GHOSTS OF ABU GHRAIB. Who are the Ghosts of Abu Ghraib? From watching some segments of this powerful documentary on HBO (which I saw as a guest at an ACLU screening last week), you might think that the ghosts are evil spirits that haunted the compound after years of brutality there under Saddam Hussein. It's almost as if the US-led forces who took over Abu Ghraib were possessed as they perpetuated the brutal practices they were officially there to eliminate. How else can one explain how the American soldiers interviewed in this film--many of them young, fresh-faced, and seemingly decent human beings--engaged in and casually photographed cruelties that now appall them? As one MP puts it in the film, "That place turned me into a monster."

Yet documentarian Rory Kennedy doesn't rely on supernatural explanations. She frames her movie with footage of the notorious Milgram experiment in which ordinary American men complied with authority figures who urged them to inflict electric shocks on screaming subjects. It can't be an accident that this experiment took shape around the same time that Hannah Arendt's concept of "the banality of evil" took shape around the Eichmann trial in Israel.

It might be comforting to think that evil acts can only be perpetrated by the equivalent of a villain with a black top hat and a curly moustache--I mean, someone who just looks evil, dude--but the truth is that under some circumstances all sorts of people can and do commit dastardly deeds regardless of how they might come across to the world under other circumstances. And it strikes me that military and law enforcement hierachies encourage compliance even more than a lab situation would--especially when (as Ghosts of Abu Ghraib points out) authorities (in this case, the likes of George Bush, Alberto Gonzales, and Donald Rumsfeld) overturn conventions of proper conduct that can keep some ordinary soldiers and government agents from going over the edge.

In Ghosts of Abu Ghraib, one can see the faces and hear the voices of ordinary soldiers who have gone over the edge--they agreed to cooperate with Kennedy. One can also see footage of some of the high-level figures whose policy-making helped to make their compliance possible, but who tend to double-talk their way out of accepting their share of responsibility.

One of the most jarring moments in the film--an example of "damning with high praise" or perhaps "betrayal with a kiss"--comes when Donald Rumsfeld, as Secretary of Defense, very publicly lauds Sergeant Joseph Darby for exposing the American misdeeds at Abu Ghraib--even though whistleblower Darby had been "guaranteed" confidentiality.
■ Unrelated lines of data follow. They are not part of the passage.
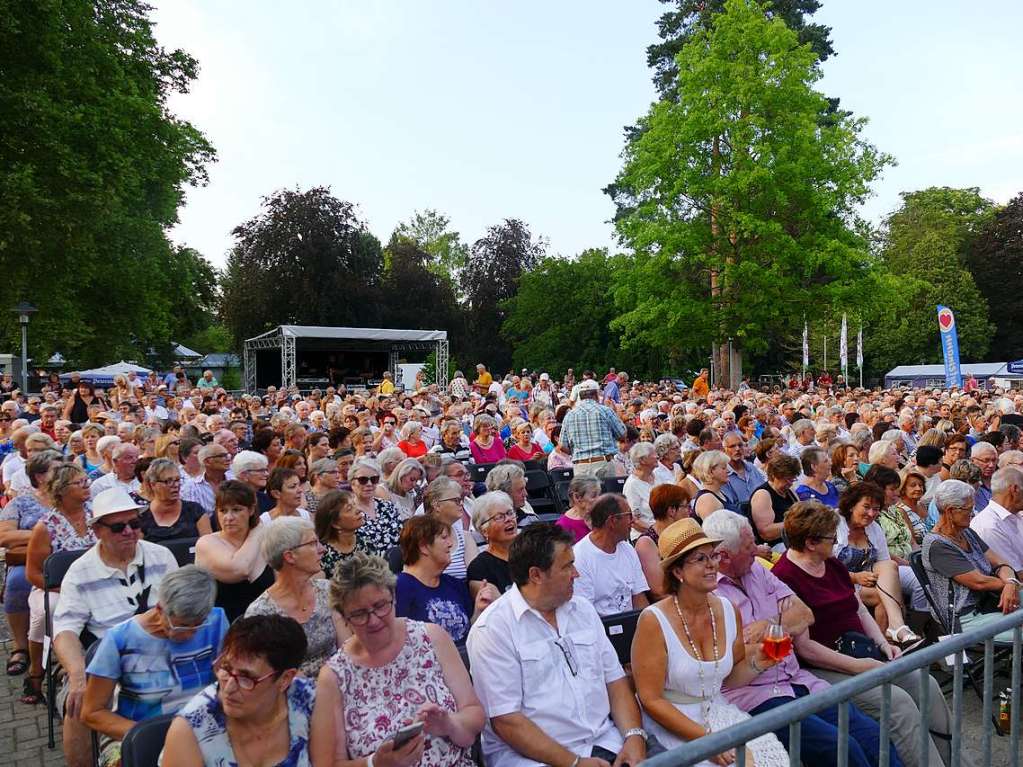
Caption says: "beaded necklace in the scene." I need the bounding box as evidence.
[672,596,719,732]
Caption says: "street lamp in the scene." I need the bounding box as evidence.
[11,301,36,395]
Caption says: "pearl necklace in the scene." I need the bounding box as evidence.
[672,596,719,732]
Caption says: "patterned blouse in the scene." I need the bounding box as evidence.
[178,676,316,767]
[325,619,473,767]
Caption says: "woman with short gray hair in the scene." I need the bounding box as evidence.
[246,516,349,679]
[82,565,228,767]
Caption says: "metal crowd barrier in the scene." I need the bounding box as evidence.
[642,610,1023,767]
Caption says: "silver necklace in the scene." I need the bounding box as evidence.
[671,596,719,732]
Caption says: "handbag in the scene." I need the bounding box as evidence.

In the aftermath of this "Scooter moment" (it looks like Rumsfeld, who was highly implicated in approving or condoning abuses, tried to "get" Darby the way Libby tried to "get" Valerie Plame), Darby and his family felt it necessary to enter protective military custody to avoid acts of retaliation.
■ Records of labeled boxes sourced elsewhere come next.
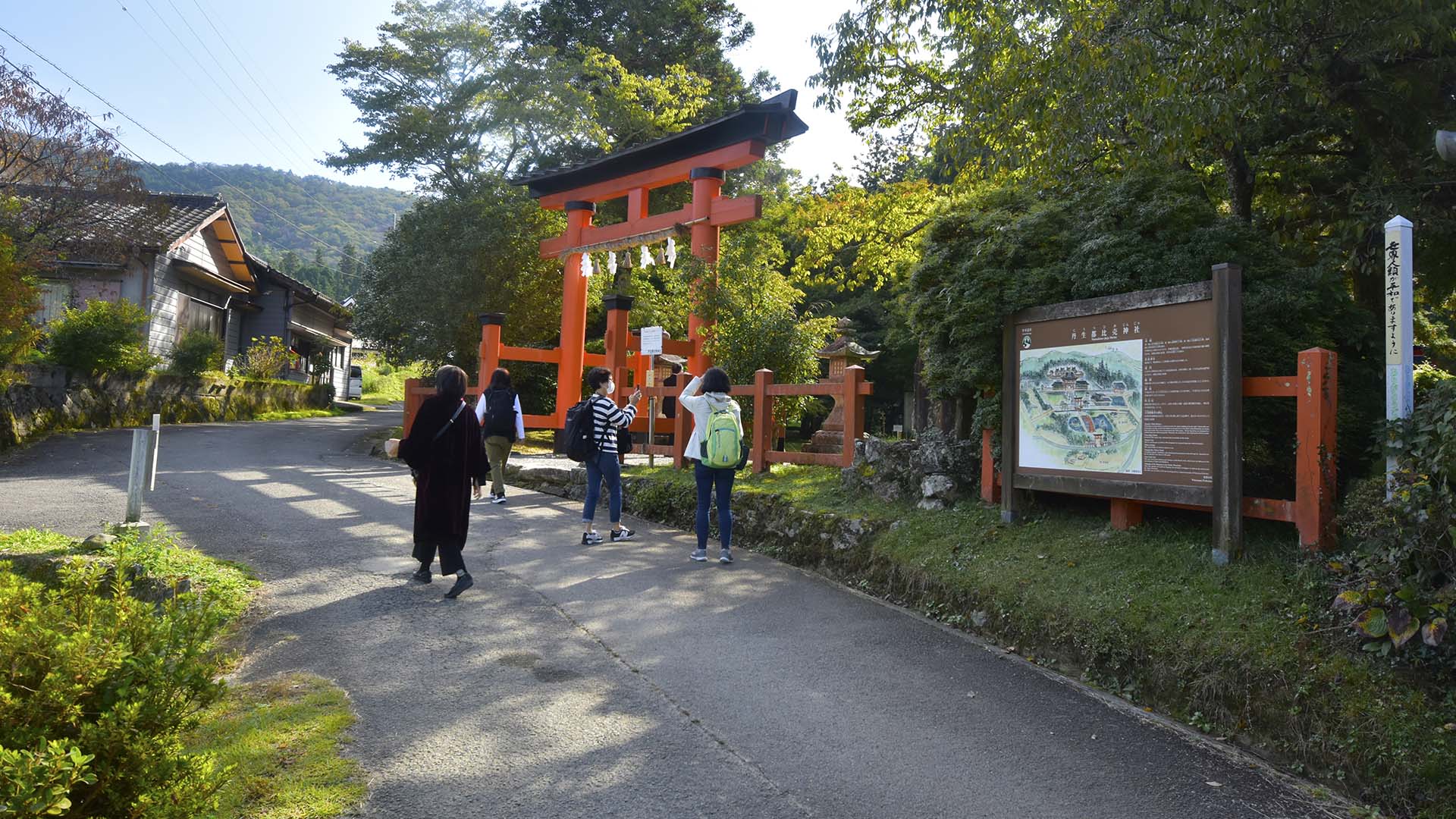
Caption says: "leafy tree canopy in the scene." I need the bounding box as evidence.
[329,0,728,191]
[815,0,1456,300]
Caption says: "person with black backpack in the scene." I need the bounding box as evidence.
[566,367,642,547]
[475,367,526,503]
[399,366,488,598]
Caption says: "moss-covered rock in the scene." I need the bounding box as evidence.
[0,367,334,450]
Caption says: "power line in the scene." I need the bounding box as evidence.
[0,51,191,193]
[132,0,311,170]
[117,0,393,255]
[192,0,328,150]
[0,27,362,277]
[168,0,309,165]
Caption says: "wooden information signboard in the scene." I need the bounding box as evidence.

Investigations into the Abu Ghraib abuses focused on lower-level soldiers up to now-demoted Brigadier General Janis Karpinski but didn't expose the chain of command between the soldiers and the administration officials, as well as any "parallel" chains of commands having to do with "independent contractors" and certain shadowy government operatives. During the post-screening discussion, Rory Kennedy said that she had names but that she could not include them in the film due to legal restrictions. Those names strike me as representing the real-life "ghosts" of Abu Ghraib--the individuals who have so far evaded justice. But perhaps the work of agencies such as the ACLU and Human Rights First will shed more light on those figures and help the United States restore standards of conduct.

In the meantime, here are a couple of questions: Are Americans numb to the realities of torture? Have media portrayals of torture contributed toward this numbness? Human Rights First is trying to address these issues through its Primetime Torture Project. New Yorker writer Jane Mayer, Jill Savitt of Human Rights First, and former U.S. Army interrogator Tony Lagouranis will participate on a panel on "24: Torture Televised" at the NYU School of Law (Lipton Hall, 108 W. 3rd Street between Sullivan and MacDougal) on Wednesday, March 21, 2007 from 6 to 8 pm.